I love these sorts of apps, but I still am not really sure why I need the webpages. At any time I do research for a topic I find more things than I can read in that session, so what are the old links for?
I would love to hear how people use this product once they have stored the links!
I've used https://historio.us since 2011 and still pay for it to keep access to all the pages I've archived over the years. The price has been kept low enough that I can't bring myself to cancel it even though I've been using self-hosted https://archivebox.io/ for the last few years.
I always include an archived link whenever I reference something in documentation. That's my main use at the moment.

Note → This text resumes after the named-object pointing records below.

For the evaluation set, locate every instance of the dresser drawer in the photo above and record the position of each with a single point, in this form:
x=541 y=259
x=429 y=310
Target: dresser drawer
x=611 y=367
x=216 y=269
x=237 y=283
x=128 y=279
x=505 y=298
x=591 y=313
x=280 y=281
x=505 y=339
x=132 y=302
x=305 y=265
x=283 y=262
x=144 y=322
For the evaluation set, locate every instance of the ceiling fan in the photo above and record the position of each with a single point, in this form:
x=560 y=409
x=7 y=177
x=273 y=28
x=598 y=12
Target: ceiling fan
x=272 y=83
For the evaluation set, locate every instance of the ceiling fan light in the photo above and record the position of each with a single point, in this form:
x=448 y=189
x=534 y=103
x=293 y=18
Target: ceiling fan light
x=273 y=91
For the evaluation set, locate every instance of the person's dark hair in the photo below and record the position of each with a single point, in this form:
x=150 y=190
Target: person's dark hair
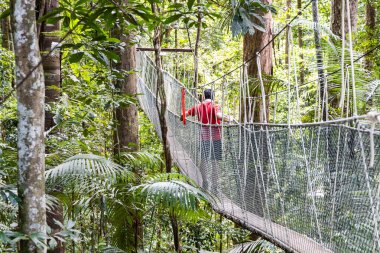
x=208 y=94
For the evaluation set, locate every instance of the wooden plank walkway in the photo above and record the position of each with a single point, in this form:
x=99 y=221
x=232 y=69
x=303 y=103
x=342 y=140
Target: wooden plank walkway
x=285 y=238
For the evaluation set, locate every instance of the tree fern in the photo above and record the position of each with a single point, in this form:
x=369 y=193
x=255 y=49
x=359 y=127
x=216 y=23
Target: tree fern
x=86 y=166
x=174 y=195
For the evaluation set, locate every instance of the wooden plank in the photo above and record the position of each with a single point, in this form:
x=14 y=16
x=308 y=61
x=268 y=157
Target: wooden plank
x=173 y=50
x=285 y=238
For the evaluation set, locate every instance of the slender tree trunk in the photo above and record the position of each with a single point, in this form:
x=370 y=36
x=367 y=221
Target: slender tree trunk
x=321 y=73
x=162 y=111
x=161 y=105
x=126 y=134
x=196 y=48
x=300 y=45
x=336 y=16
x=6 y=32
x=288 y=8
x=251 y=46
x=370 y=21
x=48 y=38
x=31 y=119
x=177 y=240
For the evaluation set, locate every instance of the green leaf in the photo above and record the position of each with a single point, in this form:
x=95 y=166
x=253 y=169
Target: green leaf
x=173 y=18
x=190 y=4
x=5 y=13
x=74 y=58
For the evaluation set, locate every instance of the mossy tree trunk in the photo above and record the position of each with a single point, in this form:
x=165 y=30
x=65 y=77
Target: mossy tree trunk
x=31 y=121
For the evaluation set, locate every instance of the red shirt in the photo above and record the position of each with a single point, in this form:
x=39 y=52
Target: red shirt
x=206 y=113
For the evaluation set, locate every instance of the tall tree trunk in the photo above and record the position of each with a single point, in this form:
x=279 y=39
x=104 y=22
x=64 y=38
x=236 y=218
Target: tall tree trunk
x=126 y=134
x=31 y=119
x=48 y=38
x=370 y=21
x=336 y=16
x=6 y=31
x=196 y=48
x=176 y=236
x=300 y=45
x=251 y=46
x=321 y=72
x=287 y=31
x=162 y=111
x=160 y=93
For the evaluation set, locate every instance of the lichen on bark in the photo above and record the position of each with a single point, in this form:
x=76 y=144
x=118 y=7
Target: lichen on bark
x=30 y=111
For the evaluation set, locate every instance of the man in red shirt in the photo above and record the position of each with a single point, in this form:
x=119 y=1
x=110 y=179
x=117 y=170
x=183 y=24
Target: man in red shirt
x=210 y=115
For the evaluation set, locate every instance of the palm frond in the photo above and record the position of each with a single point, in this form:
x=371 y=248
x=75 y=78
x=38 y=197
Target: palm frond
x=372 y=87
x=111 y=249
x=177 y=196
x=84 y=166
x=253 y=247
x=142 y=157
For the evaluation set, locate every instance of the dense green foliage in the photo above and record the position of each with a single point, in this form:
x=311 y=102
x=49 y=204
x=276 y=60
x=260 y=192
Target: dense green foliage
x=101 y=198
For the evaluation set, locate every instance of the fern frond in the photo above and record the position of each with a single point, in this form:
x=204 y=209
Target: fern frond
x=178 y=197
x=84 y=166
x=253 y=247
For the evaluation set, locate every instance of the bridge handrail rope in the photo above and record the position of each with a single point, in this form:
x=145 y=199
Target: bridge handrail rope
x=305 y=143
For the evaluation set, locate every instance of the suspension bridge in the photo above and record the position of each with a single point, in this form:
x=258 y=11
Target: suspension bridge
x=309 y=187
x=306 y=187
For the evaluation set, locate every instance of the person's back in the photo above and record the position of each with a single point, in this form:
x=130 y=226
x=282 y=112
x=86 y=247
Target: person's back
x=206 y=112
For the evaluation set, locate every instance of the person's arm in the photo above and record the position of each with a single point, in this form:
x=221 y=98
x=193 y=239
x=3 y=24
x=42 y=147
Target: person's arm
x=226 y=118
x=190 y=112
x=221 y=116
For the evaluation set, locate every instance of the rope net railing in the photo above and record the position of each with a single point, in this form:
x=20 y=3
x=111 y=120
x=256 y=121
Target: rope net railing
x=308 y=188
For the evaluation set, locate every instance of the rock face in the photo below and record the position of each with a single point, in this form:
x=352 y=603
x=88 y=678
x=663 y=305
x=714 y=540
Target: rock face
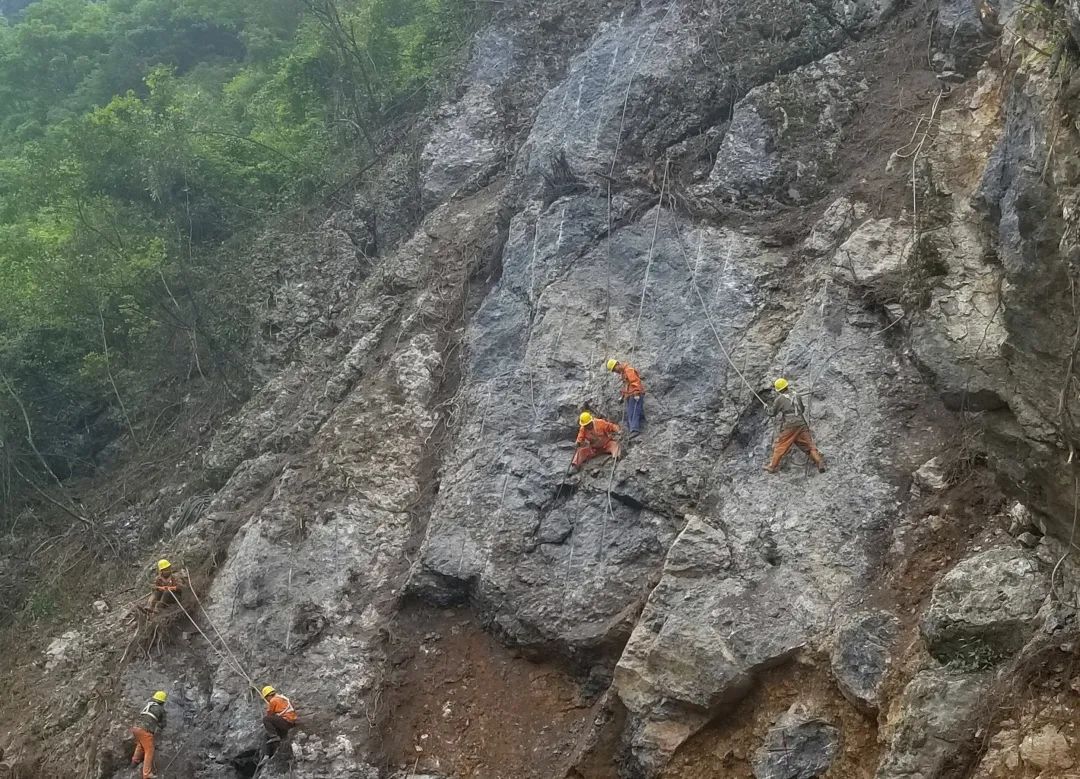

However, I also feel like I've gotten a lot of really good value when trying to learn a new development topic. Whenever I find something that looks like it might be useful, I archive it and, because everything is searchable, I end up with a searchable index of really high quality content once I actually know what I'm doing.
I find it hard to rediscover content via web search these days and there's so much churn that having a personal archive of useful content is going to increase in value, at least in my opinion.
How much space is the self-hosted solution taking? I've been meaning to try and find a better way to look through my bookmarks since no browser is capable of doing that properly it seems.
I haven't tried Linkwarden (still doing the `wget --mirror` thing myself), but one of the reasons I like archiving pages is so I can have a collection of pages that work in older browsers on vintage computers. I pop open View Source on any site I find that looks even vaguely old, and if I see a DOCTYPE up to and including XHTML 1.1 I archive that shit immediately even if it's not a site about any of my biggest interests lol
I would love to hear how people use this product once they have stored the links!